An alternative approach using a computer tablet with near-field communication (NFC) wireless RFID tags has gotten the job done with far greater portability than the barcode workstation systems in test simulations at Boston's Brigham and Women's Hospital, says MIT research affiliate Stephen Miles of the MIT Auto-ID Lab and the MIT Center for Biomedical Innovation (CBI).
Described in a recent paper in JMIR mHealth and uHealth, this approach using NFC serialized identifiers for medications could be extended to provide benefits far beyond basic drug administration, beginning with tracking whether a specific product did the patient any good, Miles points out.
Such data will be increasingly in demand under the Affordable Care Act, and could be fed back far more directly into the drug-development innovation cycle, he says. Eventually, the approach also might help to confirm that patients at home actually take their medicine.
Since joining MIT a decade ago, Miles has worked with industry collaborators to pursue such benefits by extending the "Internet of things"—integrating unique object identifiers, wireless sensors, and web technologies to improve manufacturing and supply-chain operations. He is now applying the lessons learned to biologics research, clinical trials, and the temperature-controlled logistics "cold chain" in efforts led by the CBI.
The Auto-ID Lab developed the architecture for the Electronic Product Code (EPC), a serialized numbering system that extends barcodes by providing a unique identity for every physical object globally and works in conjunction with RFID and other wireless data-collection technologies. EPC specifications were licensed by GS1, the barcode association representing manufacturers in more than 100 countries. They are now part of an International Standards Organization standard promulgated around the world and have been widely adopted in efforts aimed at bringing new levels of visibility to supply-chain operations.
Basic optical barcode scanning itself "has been a huge enabler for international commerce and research, and has enabled huge transformation in our productivity and our economy," Miles says.
One striking example in transforming health care practices was presented by Abhi Dhar, Walgreen's chief information officer for e-commerce, at the 2012 Auto-ID Labs Big Data Conference. Normally, reordering patient prescriptions is a laborious and paper-intensive process. Now a patient, by scanning the medication's barcode with a smartphone app and using a password for authentication, can generate a new order that can be sent back to the prescription system, without any personal information surfacing on the cell phone itself. "Today at Walgreens, 40 percent of their customers reorder their pharmaceuticals using that smartphone application," Miles says.

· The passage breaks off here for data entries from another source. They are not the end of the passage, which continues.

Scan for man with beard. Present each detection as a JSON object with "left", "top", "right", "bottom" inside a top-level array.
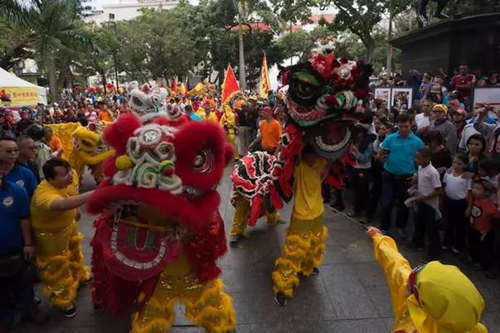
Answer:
[
  {"left": 452, "top": 109, "right": 467, "bottom": 141},
  {"left": 16, "top": 110, "right": 33, "bottom": 136},
  {"left": 429, "top": 104, "right": 458, "bottom": 156}
]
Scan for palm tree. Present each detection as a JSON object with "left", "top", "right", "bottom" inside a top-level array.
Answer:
[{"left": 0, "top": 0, "right": 94, "bottom": 101}]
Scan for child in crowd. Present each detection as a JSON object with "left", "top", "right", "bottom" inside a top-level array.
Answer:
[
  {"left": 477, "top": 158, "right": 498, "bottom": 205},
  {"left": 467, "top": 134, "right": 486, "bottom": 177},
  {"left": 442, "top": 154, "right": 472, "bottom": 255},
  {"left": 424, "top": 130, "right": 452, "bottom": 178},
  {"left": 348, "top": 120, "right": 375, "bottom": 223},
  {"left": 407, "top": 147, "right": 441, "bottom": 260},
  {"left": 467, "top": 179, "right": 499, "bottom": 270}
]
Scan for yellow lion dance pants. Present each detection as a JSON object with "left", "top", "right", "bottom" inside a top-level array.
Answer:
[
  {"left": 272, "top": 215, "right": 328, "bottom": 297},
  {"left": 130, "top": 257, "right": 236, "bottom": 333},
  {"left": 35, "top": 223, "right": 90, "bottom": 309},
  {"left": 229, "top": 196, "right": 280, "bottom": 236},
  {"left": 226, "top": 129, "right": 239, "bottom": 159}
]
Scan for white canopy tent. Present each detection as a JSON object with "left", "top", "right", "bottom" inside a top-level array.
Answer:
[{"left": 0, "top": 68, "right": 47, "bottom": 106}]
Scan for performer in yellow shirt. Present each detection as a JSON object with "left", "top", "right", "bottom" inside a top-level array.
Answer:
[
  {"left": 195, "top": 106, "right": 207, "bottom": 120},
  {"left": 272, "top": 145, "right": 328, "bottom": 306},
  {"left": 367, "top": 228, "right": 488, "bottom": 333},
  {"left": 220, "top": 105, "right": 238, "bottom": 156},
  {"left": 204, "top": 106, "right": 219, "bottom": 124},
  {"left": 31, "top": 158, "right": 91, "bottom": 318}
]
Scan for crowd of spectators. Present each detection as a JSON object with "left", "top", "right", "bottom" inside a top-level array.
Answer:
[{"left": 325, "top": 66, "right": 500, "bottom": 278}]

The increasing ubiquity of the barcode and serialized EPCs in health care affords huge new opportunities "to actually model physical systems from the world in IT systems, and use those models to better communicate, optimize, and devise new products and processes," he says. "Part of the idea behind the 'Internet of things,' and all these sensors, is to instrument the process of data collection within workflows."
Tackling tags for medical materials
Three projects underway at the CBI look at applying EPC technologies to drug development, manufacturing, and distribution.
Miles is closely engaged in an effort to develop and harmonize methods for biomaterials characterization, authentication, and process specifications. "In a lab environment or a manufacturing environment, how do we track and characterize the actual cells, antibodies, or other biomaterials?" he asks. "Solving this problem is a really important building block for the industry to go forward."
This challenge was highlighted at the CBI's 2013 Biotechnology and Standards Conference. Among many issues, Miles says, the lack of validated biomaterials hinders the successful translation of research results from the lab into manufacturing processes, as Nature Publishing Group executive editor Véronique Klemer pointed out during the conference.
Another project with the Food and Drug Administration (FDA) examines issues of economic adulteration, product security, and patient safety raised by the rapid move of production facilities for pharmaceutical raw ingredients and finished products outside the United States. About 40 percent of the prescription medical products consumed in the U.S. are created outside the FDA's jurisdiction, as are 80 percent of raw materials and active pharmaceutical ingredients. "So what can the FDA monitor and how can they measure the associated risks?" Miles asks. The agency is funding work coordinated by CBI to examine these issues with researchers across campus.
A third CBI effort is emerging from discussions among CBI's biomanufacturing consortium. "The production of pharmaceutical products increasingly is being distributed all over the world, and distinctions are blurring between what's 'manufacturing' and what's 'supply chain,'" Miles notes. "In one example specific to the vaccines industry, how should countries plan stockpiles to respond to new viruses?"
As one innovative response, MIT biology professor Anthony Sinskey is leading a project to design small bioreactors that will produce vaccines locally, on demand—an approach requiring extremely tight control over the biomaterials supply chain, all the way to the point of care.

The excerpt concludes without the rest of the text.